Cari amici dei Maschi Selvatici,

la Redazione del sito www.maschiselvatici.it, vuole condividere con voi gli obiettivi prefissati per l’anno 2013. Vi ringraziamo di cuore per essere stati con noi fino ad ora e per aver partecipato al Survey Maschi Selvatici 2013, attraverso il quale avete espresso opinioni e consigli molto importanti e utili per la crescita della nostra Associazione oltre che per la compilazione di questo programma che può essere delineato nei termini di tre grandi obiettivi, del resto tra loro correlati: la forma, i contenuti, le relazioni. Anticipiamo subito che ogni vostro contributo riguardo a questi obiettivi sarà più che gradito e accolto con amicizia, fermo restando il nostro desiderio di mantenere un profilo strettamente legato alla nostra identità, ben indicata sul sito www.maschiselvatici.it nella sezione “Chi siamo”.
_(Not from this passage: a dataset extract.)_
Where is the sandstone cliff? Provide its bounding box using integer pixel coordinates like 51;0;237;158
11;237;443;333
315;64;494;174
Per quanto riguarda la forma: i Maschi Selvatici, al fine di far conoscere il loro specifico pensiero e punto di vista, intendono incrementare e valorizzare l’uso di diverse piattaforme social quali il sito, il blog, Facebook, Twitter, iTunes. Molto è già stato fatto sotto questo aspetto, producendo importanti risultati, ma le idee che abbiamo sono molte e nel tempo verranno attuate secondo una scansione che dipenderà dal nostro tempo e dalla nostra disponibilità. In ogni caso il nostro interesse non riguarderà tanto la quantità dei contenuti presenti in queste piattaforme, ma la loro qualità, la precisione con cui potranno definire nettamente l’identità della nostra Associazione, e l’utilizzo di uno stile interlocutorio capace di dialogare con i lettori o gli utenti.